University of Gothenburg

Language Technology

Language technology is a part of Artificial Intelligence (AI) – a field of computer science developing systems capable of performing tasks that typically require human intelligence, such as learning, reasoning, and problem-solving. Language Technology (LT), in particular, is focused on understanding, interpreting, and generating human language. Language technology research is primarily conducted by researchers at Språkbanken Text unit.

Språkbanken Text

Språkbanken Text (SBX) is a part of Språkbanken, a national infrastructure for support of research based on language data. Here, open linguistic research data are developed, refined, and made accessible, with a particular focus on the Swedish language throughout history. Språkbanken Text develops and provides open digital research platforms, with the aim of supporting all types of research in which linguistic data play a central role. The unit also conducts its own research in language technology, including language-based AI, and participates in projects across other academic disciplines.

Language Technology in practice

Language Technology plays an increasingly significant role in approaches relevant to research in the humanities – linguistics, history, sociology, political science, lexicography, literary studies, education and many others. Examples of well-known practical LT applications include Google Translate, ChatGPT, Grammarly, and other widely used tools such as Siri and DeepL.

Research at Språkbanken Text

Språkbanken Text primarily works to enable computers to process human language in textual form.  When language technology is applied to and integrated with the humanities – drawing on digital tools, computational methods, and large datasets – they give rise to what is commonly referred to as the digital humanities. Språkbanken Text research is strategically combining language technology research with research in digital humanities and related fields. Examples of projects pursued at Språkbanken Text include approaches to automatic pseudonymization; privacy, biases and fairness in AI; automatic detection of lexical semantic change; AI-based analysis of language data for insights into cognitive and health-related patterns; automatic analysis of learner language. Read more in Section Current research.

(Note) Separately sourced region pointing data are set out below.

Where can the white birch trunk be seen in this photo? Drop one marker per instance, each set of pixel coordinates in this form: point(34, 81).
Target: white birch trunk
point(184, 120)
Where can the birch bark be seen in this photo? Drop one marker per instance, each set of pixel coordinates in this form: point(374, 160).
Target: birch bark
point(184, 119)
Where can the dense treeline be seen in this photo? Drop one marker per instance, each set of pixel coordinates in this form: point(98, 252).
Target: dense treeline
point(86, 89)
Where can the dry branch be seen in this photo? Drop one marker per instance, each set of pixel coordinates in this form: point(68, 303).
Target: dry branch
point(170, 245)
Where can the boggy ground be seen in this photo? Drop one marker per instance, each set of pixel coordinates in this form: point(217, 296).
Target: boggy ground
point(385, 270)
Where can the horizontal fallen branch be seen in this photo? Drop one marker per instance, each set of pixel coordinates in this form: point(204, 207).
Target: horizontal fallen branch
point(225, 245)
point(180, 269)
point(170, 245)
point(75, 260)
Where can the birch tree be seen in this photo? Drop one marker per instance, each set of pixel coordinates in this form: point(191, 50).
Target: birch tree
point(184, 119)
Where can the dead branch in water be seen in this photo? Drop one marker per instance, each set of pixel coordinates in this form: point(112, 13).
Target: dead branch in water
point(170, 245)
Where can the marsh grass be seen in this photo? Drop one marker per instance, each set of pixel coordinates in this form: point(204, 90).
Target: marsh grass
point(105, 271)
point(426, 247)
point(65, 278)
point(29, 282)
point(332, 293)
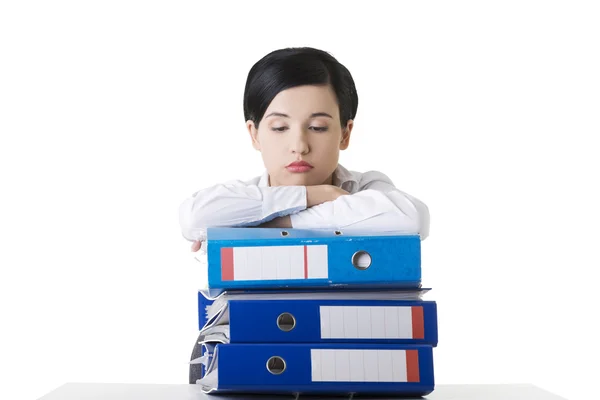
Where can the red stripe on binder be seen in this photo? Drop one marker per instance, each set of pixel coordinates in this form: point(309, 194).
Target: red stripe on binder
point(227, 264)
point(417, 322)
point(412, 366)
point(305, 262)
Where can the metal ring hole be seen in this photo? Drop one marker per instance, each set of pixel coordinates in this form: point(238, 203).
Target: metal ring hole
point(361, 260)
point(276, 365)
point(286, 322)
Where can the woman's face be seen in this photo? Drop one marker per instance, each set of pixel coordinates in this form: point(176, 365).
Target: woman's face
point(300, 136)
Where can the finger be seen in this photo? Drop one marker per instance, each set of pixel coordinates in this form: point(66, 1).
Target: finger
point(196, 245)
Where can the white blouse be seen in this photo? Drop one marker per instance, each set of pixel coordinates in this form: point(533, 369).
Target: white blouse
point(374, 204)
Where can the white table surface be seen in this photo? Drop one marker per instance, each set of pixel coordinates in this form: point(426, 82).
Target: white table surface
point(124, 391)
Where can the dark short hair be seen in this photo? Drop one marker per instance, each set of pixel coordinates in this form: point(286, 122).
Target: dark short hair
point(291, 67)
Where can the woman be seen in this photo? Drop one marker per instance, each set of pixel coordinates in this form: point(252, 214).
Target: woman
point(299, 107)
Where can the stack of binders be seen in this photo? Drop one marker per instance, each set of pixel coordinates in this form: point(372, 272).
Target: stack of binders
point(314, 312)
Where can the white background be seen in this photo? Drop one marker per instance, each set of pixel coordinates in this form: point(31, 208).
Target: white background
point(113, 112)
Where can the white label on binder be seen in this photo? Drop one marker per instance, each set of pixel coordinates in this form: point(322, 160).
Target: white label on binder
point(274, 263)
point(365, 322)
point(361, 365)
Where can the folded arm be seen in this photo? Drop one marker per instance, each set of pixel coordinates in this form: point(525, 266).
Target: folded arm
point(237, 204)
point(379, 206)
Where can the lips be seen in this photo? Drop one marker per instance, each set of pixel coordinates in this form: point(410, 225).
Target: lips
point(299, 167)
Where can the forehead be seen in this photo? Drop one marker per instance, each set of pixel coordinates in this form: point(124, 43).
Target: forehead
point(301, 101)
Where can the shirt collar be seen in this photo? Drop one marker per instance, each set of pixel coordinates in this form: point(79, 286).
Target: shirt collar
point(341, 178)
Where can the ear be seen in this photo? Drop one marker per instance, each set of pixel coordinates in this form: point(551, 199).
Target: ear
point(253, 134)
point(346, 135)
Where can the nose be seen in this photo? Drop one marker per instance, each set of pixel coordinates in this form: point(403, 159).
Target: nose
point(299, 142)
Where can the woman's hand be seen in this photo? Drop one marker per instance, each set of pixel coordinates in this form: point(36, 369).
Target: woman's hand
point(196, 245)
point(320, 194)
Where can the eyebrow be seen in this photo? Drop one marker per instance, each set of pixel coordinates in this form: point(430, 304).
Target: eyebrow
point(313, 115)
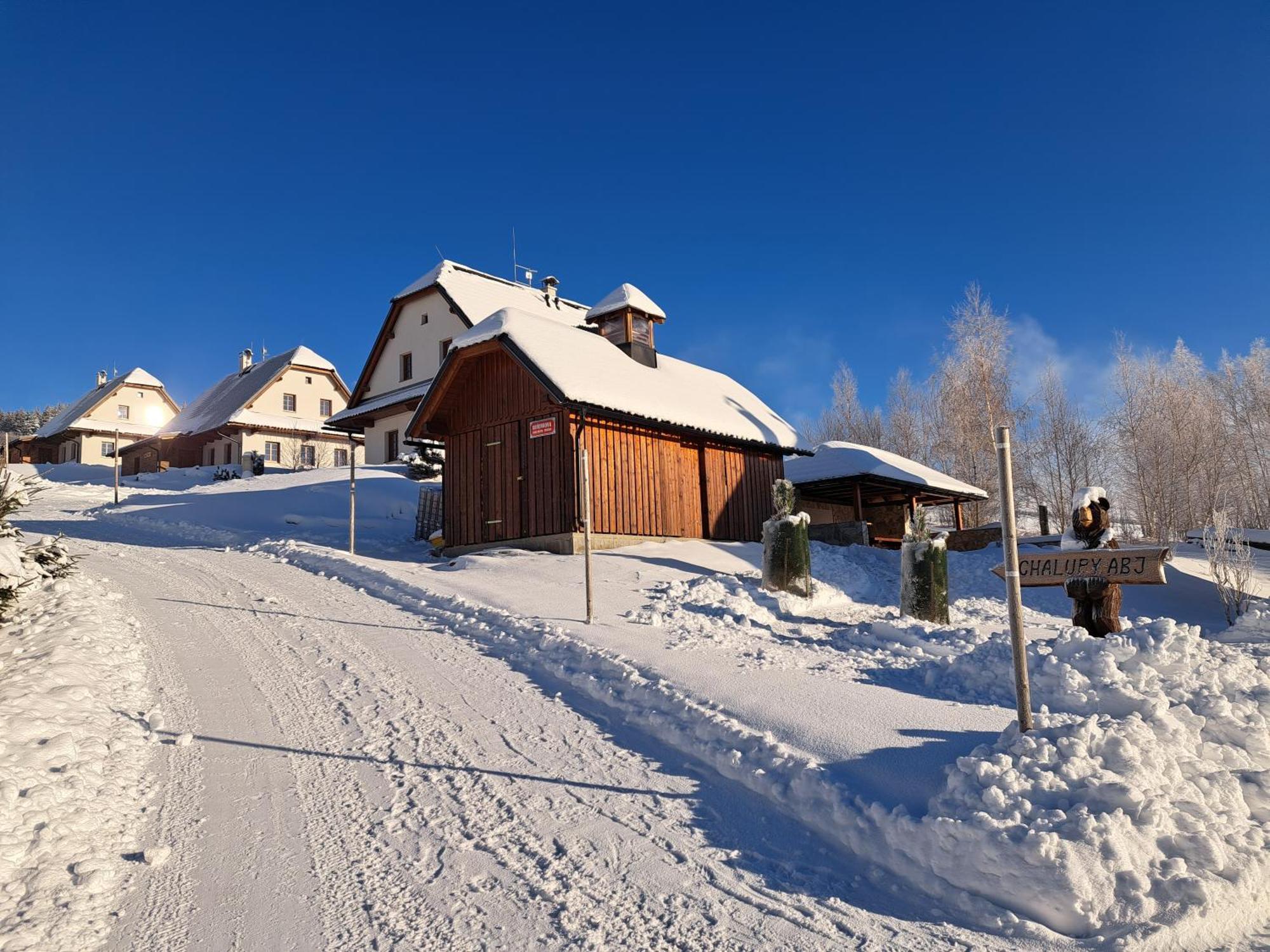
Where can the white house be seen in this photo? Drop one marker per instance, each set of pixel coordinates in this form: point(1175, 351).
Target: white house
point(133, 407)
point(422, 322)
point(276, 409)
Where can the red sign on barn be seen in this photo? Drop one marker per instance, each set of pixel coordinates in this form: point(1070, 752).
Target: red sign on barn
point(543, 428)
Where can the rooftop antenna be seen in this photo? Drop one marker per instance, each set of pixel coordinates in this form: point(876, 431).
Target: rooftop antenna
point(519, 270)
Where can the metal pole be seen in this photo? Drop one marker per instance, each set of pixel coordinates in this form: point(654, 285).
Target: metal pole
point(586, 534)
point(352, 494)
point(1014, 593)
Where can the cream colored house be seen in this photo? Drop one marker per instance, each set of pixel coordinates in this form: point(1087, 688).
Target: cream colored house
point(276, 409)
point(134, 406)
point(415, 338)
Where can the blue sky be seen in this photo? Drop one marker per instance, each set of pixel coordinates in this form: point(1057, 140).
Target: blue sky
point(796, 186)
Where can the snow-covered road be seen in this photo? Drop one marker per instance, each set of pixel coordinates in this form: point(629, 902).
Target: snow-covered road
point(364, 779)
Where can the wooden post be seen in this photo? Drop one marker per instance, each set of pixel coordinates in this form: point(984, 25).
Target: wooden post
point(586, 534)
point(1014, 593)
point(352, 494)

Research infrastructure and tools

Language technology relies heavily on advances in machine learning and the availability of large-scale digital data across a wide range of research domains.  Research at Språkbanken Text often generates novel linguistic resources, expert annotated datasets, models and tools that are made accessible for researchers and for the general public through the language technology infrastructure maintained at Språkbanken Text.

Оn Språkbanken Text's website, you can embark on a unique and exciting linguistic adventure by searching both the large Swedish collections of text using the Korp tool, the Swedish electronic lexicon using the Karp tool and a range of other platforms.

Seminar Series 

Språkbanken Text’s research forum

This forum is alternating language technology seminars open for everyone, paper- and proposal writing sessions for researchers and  PhD students at Språkbanken, and internal discussion meetings. Seminar talks are given by invited speakers, guest researchers, or Språkbanken Text’s researchers.

See seminar program

AI for the Humanities and the Humanities for AI, HumAI

The seminars are coordinated between two language technology (LT) groups at the departments of Philosophy, Linguistics and Theory of Science (FLoV), and Swedish, Multilingualism, Language Technology (SFS). The idea behind this initiative is to promote language technology and AI research among Humanities researchers at Gothenburg University, but seminars are open to anyone outside the university as well. The HumAI seminars take place once a month.

See seminar program

Current Projects

Here you can read about some of the projects being carried out by Språkbanken Text.

 

AI-driven language biomarkers for early detection and progression of cognitive decline

Language is a cognitive function often impacted in early cognitive decline, potentially signalling earlystage dementia. Yet, despite extensive research, subtle linguistic markers in at-risk individuals remain poorly understood, highlighting the need for new investigative approaches. We propose integrating speech and language analysis with neuropsychological tests and biomarkers, using largescale, clinically validated datasets for robust, scalable analysis.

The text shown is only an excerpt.